So How Much Do You Need to Retire? When it comes to financing their retirement, confusion reigns among Canadians and Americans. Some think the magic number is at least $550,000, while others believe they must save at least $1 million. They feel they need this amount to meet their lifestyle and to last for the time they will live during retirement. Many realize that they need more savings. They will need to continue working after the normal retirement age of 65.
There are many other issues to the uncertainty, including the myriad of retirement savings theories, assumptions, and rules of thumb. For example,
- how much money you need to save,
- the rate of returns,
- how long you will live,
- what nursing homes cost,
- whether you want to give money to your kids and
- when you should do that.
In this post, we will focus on retirement and living comfortably, not bequeathing something to the family.
How Much Do You Need to Retire
Determining how much money you will need to save for retirement is unique for each individual. It is often more complex than using a simple theory. There is no one-size-fits-all solution. Common retirement savings theories should be carefully reviewed before being adopted. We will discuss a number of areas, and we urge readers to draw their own conclusions. They should make their personalized decisions based on their situation and their needs.
Government Pension Plans – CPP, OAS, Social Security
The belief that one’s retirement can be adequately funded through government payouts and public pension plans is a myth. Canada Pension Plan or US-sponsored Government plans will not provide enough. Indeed, these payments will certainly help with your retirement. They will not substantially replace your income unless you are already on the poverty line. For example, in Canada, if you were making $50,000 a year, you can expect around $17,000 from the CPP and OAS per year. This is roughly about 35% of your current income. This is a massive drop in income if you have no other income to rely on.
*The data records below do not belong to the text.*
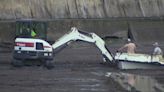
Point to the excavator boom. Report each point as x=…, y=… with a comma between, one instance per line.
x=76, y=35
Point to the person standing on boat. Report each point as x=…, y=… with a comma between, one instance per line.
x=130, y=47
x=157, y=49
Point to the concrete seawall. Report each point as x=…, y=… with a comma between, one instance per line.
x=55, y=9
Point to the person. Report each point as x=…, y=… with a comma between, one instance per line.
x=130, y=46
x=157, y=49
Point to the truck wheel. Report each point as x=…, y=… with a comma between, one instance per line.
x=17, y=63
x=48, y=64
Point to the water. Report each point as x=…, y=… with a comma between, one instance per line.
x=136, y=83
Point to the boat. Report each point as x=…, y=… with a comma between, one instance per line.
x=139, y=61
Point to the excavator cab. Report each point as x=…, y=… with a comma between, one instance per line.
x=31, y=29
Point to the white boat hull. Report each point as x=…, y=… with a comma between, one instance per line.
x=138, y=61
x=138, y=65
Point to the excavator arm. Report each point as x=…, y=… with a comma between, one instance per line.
x=75, y=35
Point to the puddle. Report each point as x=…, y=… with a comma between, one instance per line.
x=136, y=83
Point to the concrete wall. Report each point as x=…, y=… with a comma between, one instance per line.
x=54, y=9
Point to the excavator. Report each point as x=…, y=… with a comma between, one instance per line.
x=38, y=49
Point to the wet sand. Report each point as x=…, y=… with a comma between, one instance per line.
x=76, y=70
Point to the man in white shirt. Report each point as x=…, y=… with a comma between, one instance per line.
x=157, y=49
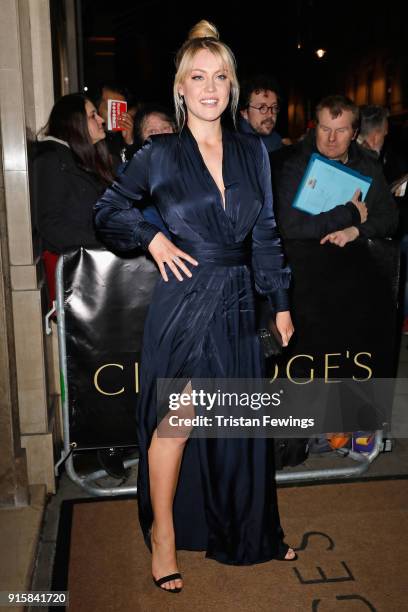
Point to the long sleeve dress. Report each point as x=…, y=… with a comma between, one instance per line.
x=204, y=327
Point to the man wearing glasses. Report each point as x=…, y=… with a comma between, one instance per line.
x=259, y=108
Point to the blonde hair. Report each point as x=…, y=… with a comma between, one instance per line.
x=204, y=35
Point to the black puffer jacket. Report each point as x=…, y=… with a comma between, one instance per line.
x=63, y=195
x=382, y=218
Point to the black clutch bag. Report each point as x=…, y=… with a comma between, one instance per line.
x=271, y=341
x=269, y=336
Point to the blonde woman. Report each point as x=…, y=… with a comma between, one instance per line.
x=213, y=190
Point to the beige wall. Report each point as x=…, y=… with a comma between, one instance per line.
x=26, y=97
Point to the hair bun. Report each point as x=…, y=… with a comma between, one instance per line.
x=203, y=29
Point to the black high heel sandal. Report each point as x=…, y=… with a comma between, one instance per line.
x=281, y=556
x=161, y=581
x=164, y=579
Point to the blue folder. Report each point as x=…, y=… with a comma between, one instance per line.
x=326, y=184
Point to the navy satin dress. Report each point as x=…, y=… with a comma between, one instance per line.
x=204, y=327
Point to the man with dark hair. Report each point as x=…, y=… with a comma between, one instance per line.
x=337, y=121
x=259, y=108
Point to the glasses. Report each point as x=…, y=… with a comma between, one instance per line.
x=264, y=108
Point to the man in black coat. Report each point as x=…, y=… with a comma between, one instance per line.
x=337, y=120
x=343, y=300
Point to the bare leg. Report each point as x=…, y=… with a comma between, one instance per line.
x=165, y=455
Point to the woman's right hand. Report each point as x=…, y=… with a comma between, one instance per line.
x=164, y=251
x=361, y=206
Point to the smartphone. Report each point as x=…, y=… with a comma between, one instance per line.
x=116, y=108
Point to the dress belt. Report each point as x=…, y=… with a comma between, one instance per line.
x=237, y=254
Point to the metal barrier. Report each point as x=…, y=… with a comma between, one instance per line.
x=89, y=482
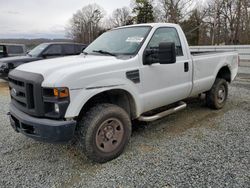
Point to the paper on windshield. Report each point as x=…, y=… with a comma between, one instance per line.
x=135, y=39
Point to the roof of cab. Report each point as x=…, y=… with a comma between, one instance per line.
x=150, y=24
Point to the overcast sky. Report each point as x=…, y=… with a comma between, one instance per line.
x=44, y=18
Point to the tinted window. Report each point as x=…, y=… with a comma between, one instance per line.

Company-Sponsored Pension Plans
If you are lucky enough to have a company-sponsored pension plan, you are well ahead of most consumers who do not. Employees are encouraged to request an estimate of their pension plans when they retire if they maintain current contributions. There are many different types of plans, so it is important to review the details. Speak with the benefits group to understand what your payments will be. The most common are “defined benefit plans” and “defined contribution plans.”
Do You Need All of Your Income in Retirement
The theory that one needs 70 percent to 80 percent of their pre-retirement income is just that—a theory. It is a good starting number to aim for since many of your expenses will be lower during retirement. For example, you will no longer need to contribute to unemployment and pension plans, which can cause a significant drop in requirements. Also, you are no longer going to work, so any expenses associated with travel to work are also not required.
However, you have to do something, and many people like to travel and pursue some of the activities you never had time to do while working. The best approach is to make a list and a budget of ongoing expenses and outline what you want to do during retirement. Whether hiking or cruising, you will need money to do these things. You will soon know whether you have enough money or not.
Is $1 Million Enough
The “magic” 1 million dollar assumption is just an assumption. It depends on your lifestyle and when you plan to retire. Someone who retires at 65 and does not plan any major travel or expensive projects may find that $1 million is more than enough. While retiring at 55 and planning major trips every year, they may find that they will need more funds. Again, prepare a budget and plan out your expenses vs. your income. For example, you can withdraw $50,000 20 to 22 times, depending on interest rates, before the $1 million is gone.
Five Percent Withdrawal Plans
Using four percent to five percent of accumulated savings annually during retirement is a pretty common approach. If your investments earn more than 5%, they will likely last during your retirement. If they earn less than 5%, they will decrease each year, and you may run out. Focus on good-quality income-earning investments to avoid running out of funds.
Delayed Retirement
Planning to delay retirement and continue contributing to your savings plans is always a good idea in order to afford retirement. Even delaying retirement by two years can make a huge difference in your assets and help ensure that your investments last longer.
So, How Much is Enough?
There are many considerations when it comes to planning one’s retirement, and consumers are urged to develop different scenarios and evaluate how much money they will have for retirement. The variables you should consider include the following:
- The age at which you wish to retire
- Pension plan income you will receive at retirement
- The type of lifestyle you want to lead
- Your health
- Whether you have outstanding debts going into retirement
- Your expected retirement expenses include housing, food, etc.
- Your current savings in registered and nonregistered accounts
It is important to know your retirement goals and objectives, identify your sources of retirement income, and start planning as early as possible. Review your plan at least once per year and more often if you have a major change in your life. These changes can include – loss of job, death in the family, moving, and, of course, retirement.
You may find that your retirement goals and lifestyle choices change over time, and consequently, the amount of money you need will change.